- Church: Catholic Church
- In office: 27 September 1954 – 25 May 1967
- Predecessor: Filippo Bernardini
- Successor: Sergio Pignedoli
- Other post: Titular Archbishop of Neapolis in Pisidia (1949-1967)
- Previous posts: Apostolic Delegate to Rwanda & Belgian Congo (1949-1954)

Orders
- Ordination: 15 August 1930
- Consecration: 8 January 1950 by Pietro Fumasoni Biondi

Personal details
- Born: 23 February 1908 Villa d'Almè, Province of Bergamo, Kingdom of Italy
- Died: 25 May 1967 (aged 59) Rome, Italy

= Pietro Sigismondi =

Italian prelate (1908–1967)

Pietro Sigismondi (23 February 1908 – 25 May 1967) was an Italian prelate of the Catholic Church who served in the diplomatic service of the Holy See from 1934 to 1954 and then held a senior position in the Roman Curia for thirteen years.

==Biography==
Pietro Sigismondi was born on 23 February 1908 in Villa d'Almè, Italy. He was ordained a priest of the Diocese of Bergamo on 15 August 1930.

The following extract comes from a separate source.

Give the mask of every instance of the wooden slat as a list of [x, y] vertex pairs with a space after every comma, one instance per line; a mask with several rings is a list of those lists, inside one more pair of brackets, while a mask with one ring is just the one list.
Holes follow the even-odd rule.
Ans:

To prepare for a diplomatic career he entered the Pontifical Ecclesiastical Academy in 1933.

His first posting was as secretary of nunciature in Paris in 1934. In 1939 he returned to Rome and worked at the Congregation for Extraordinary Ecclesiastical Affairs in the Secretariat of State to 1949. He then spent six months in Belgrade.

On 16 December 1949, Pope Pius XII appointed him titular archbishop of Neapolis in Pisidia and Apostolic Delegate to both the Belgian Congo and Rwanda. He received his episcopal consecration on 8 January 1950 from Cardinal Pietro Fumasoni Biondi.

In 1954, Pope Pius appointed him Secretary of the Congregation for the Propagation of the Faith. He was named a consultor to Congregation for the Doctrine of the Faith on 9 December 1954.

He died on 25 May 1967 at the age of 59.